Actually the corruption happens much earlier than I expect.

DEBUG -- W 00 ^@
DEBUG -- W 09   
DEBUG -- W 00 ^@
DEBUG -- in 39
DEBUG -- in 8f
DEBUG -- Read DC 39
DEBUG -- c 39 '
DEBUG -- W 27 '
DEBUG -- Read DC 258
DEBUG -- c 258 ?
DEBUG -- Lent Code 258 > 4
DEBUG -- Length 4
DEBUG -- Dist Code 8 > 21
DEBUG -- Distance 21
DEBUG -- W 08     ----- should be 0a
DEBUG -- W 00 ^@
DEBUG -- W 23 #
DEBUG -- W 0a 


My code sequence is as follows, which is correct:


However it appears looking back that 08 is read instead of 0a, so it is possible that my sliding window is reading from the wrong end.



DEBUG -- BACKFRAG dx=7 sz=4 bf=1 ln=2 lbfs=3
DEBUG -- src=0 rat=0 (0/6)
DEBUG -- BACKFRAG dx=6 sz=4 bf=1 ln=2 lbfs=2
DEBUG -- src=0 rat=1 (1/6)
DEBUG -- BACKFRAG dx=5 sz=4 bf=1 ln=2 lbfs=1
DEBUG -- src=0 rat=2 (2/6)
DEBUG -- BACKFRAG dx=4 sz=4 bf=1 ln=2 lbfs=0
DEBUG -- src=0 rat=3 (3/6)
DEBUG -- BACKFRAG dx=3 sz=4 bf=0 ln=2 lbfs=3
DEBUG -- src=1 rat=0 (4/6)
DEBUG -- BACKFRAG dx=2 sz=4 bf=0 ln=2 lbfs=2
DEBUG -- src=1 rat=1 (5/6)

Tells me that entries are being read I believe in the reverse order. The output index 0 should be the oldest of the distance and not the first.


This looks wrong:

DEBUG -- hlit/dist 290: 6

Actually it is part of the distance codes, they are combined together as one.
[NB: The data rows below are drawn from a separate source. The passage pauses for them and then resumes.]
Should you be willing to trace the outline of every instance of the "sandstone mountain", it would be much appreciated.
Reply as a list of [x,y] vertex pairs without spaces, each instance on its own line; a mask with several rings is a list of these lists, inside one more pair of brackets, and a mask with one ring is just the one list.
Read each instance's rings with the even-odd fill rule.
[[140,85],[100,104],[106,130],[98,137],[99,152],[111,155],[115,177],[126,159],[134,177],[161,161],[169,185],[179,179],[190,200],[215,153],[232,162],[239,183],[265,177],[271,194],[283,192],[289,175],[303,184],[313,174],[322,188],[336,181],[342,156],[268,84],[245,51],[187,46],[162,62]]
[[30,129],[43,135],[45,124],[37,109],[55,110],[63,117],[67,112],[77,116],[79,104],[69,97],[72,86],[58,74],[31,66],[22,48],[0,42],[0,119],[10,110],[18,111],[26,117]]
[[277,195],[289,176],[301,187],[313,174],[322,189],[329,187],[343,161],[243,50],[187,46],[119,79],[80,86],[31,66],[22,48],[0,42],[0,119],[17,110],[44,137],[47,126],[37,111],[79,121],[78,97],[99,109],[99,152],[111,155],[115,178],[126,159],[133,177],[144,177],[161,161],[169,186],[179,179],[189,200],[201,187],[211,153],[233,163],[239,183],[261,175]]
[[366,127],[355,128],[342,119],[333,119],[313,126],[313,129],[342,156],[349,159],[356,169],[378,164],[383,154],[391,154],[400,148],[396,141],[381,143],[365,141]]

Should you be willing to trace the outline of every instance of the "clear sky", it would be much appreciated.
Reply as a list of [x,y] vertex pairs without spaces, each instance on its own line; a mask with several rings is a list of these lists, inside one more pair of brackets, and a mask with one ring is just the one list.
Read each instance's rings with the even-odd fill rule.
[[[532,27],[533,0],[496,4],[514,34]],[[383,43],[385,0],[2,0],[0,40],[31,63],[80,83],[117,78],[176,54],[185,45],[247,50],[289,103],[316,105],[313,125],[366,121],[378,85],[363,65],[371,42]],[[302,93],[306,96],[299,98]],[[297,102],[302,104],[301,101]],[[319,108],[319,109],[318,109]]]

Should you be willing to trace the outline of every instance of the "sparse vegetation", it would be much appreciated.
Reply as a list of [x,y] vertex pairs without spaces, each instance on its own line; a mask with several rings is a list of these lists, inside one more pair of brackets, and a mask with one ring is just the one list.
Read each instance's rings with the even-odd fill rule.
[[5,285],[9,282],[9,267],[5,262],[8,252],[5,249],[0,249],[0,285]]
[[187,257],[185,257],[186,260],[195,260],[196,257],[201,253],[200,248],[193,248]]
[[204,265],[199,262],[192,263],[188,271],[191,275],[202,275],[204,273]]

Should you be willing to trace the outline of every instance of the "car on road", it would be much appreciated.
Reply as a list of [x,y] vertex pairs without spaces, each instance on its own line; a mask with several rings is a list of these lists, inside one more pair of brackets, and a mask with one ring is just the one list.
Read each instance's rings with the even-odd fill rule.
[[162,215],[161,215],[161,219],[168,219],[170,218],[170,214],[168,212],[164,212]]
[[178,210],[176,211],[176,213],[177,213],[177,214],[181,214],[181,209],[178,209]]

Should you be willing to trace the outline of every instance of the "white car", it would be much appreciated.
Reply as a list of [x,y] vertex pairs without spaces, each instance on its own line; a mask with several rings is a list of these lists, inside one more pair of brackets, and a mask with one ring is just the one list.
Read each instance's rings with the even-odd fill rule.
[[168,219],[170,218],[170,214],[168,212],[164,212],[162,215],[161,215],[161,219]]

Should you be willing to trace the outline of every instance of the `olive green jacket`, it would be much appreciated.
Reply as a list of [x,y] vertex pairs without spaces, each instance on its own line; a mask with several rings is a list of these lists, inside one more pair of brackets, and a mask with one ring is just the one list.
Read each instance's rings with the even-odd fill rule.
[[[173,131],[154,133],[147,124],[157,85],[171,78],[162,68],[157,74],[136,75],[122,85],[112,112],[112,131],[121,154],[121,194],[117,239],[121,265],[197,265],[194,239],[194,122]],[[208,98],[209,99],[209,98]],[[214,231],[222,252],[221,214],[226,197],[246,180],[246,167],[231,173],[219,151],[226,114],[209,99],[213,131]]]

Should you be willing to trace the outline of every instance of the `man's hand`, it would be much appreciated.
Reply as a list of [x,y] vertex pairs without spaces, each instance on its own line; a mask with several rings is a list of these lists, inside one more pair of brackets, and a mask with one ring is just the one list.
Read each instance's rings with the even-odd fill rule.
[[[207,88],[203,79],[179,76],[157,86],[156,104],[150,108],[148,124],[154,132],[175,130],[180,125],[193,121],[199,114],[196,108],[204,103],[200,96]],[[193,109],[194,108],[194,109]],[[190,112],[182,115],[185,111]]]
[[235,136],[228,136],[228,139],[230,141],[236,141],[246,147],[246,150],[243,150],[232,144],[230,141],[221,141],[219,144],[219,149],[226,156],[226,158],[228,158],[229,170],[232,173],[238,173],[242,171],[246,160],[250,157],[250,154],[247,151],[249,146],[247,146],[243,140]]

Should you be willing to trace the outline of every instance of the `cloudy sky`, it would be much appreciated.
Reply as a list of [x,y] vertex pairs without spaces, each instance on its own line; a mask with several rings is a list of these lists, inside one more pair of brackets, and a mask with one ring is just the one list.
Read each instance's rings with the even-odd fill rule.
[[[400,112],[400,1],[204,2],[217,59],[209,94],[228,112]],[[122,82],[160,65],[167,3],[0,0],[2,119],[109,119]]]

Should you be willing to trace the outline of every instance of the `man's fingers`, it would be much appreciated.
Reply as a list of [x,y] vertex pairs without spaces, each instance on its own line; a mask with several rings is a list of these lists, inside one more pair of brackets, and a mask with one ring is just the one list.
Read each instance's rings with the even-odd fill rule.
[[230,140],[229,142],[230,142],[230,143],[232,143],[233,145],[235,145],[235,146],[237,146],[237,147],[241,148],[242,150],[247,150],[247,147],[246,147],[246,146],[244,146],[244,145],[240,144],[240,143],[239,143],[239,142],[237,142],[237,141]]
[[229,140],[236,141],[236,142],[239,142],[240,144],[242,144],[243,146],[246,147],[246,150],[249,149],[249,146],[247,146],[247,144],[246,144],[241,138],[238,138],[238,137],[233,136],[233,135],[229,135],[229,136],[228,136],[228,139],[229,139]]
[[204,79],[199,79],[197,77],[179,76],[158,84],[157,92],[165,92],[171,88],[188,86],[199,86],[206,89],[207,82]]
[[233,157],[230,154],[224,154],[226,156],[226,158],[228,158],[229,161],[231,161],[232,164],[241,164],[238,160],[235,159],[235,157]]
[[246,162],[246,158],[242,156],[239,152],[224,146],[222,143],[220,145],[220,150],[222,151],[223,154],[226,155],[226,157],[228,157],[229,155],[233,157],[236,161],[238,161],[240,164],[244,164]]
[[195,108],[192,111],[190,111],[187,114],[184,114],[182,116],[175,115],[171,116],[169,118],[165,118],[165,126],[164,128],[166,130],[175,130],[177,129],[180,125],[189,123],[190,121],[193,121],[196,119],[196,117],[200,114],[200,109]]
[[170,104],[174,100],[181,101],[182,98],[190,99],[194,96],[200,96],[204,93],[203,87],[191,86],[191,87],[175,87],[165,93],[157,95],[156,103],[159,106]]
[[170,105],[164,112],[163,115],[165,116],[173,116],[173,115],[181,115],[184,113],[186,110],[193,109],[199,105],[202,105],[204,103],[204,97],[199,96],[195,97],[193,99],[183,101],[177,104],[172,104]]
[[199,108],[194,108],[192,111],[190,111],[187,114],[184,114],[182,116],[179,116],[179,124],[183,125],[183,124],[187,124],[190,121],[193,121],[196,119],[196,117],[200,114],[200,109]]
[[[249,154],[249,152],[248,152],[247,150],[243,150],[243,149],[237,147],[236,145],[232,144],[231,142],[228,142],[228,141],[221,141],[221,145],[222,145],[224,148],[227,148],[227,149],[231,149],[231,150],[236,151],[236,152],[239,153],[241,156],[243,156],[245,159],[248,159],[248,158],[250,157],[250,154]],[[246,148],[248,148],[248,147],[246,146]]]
Well, reading the values correctly leads to the uncompressed class file being the same length while the one sent through my version of the algorithm ended up with an extra byte or so.


Now I believe the sliding window is not working correctly, since I see many cafebabe and similar to that in the output stream.


Well I made a bunch of decompressor progress, however I appear to be stuck on the sliding window part. I made lots of progress on the code since I last touched it however and it is mostly complete except for this last remaining issue. So I shall put it on hold to clear my mind of it.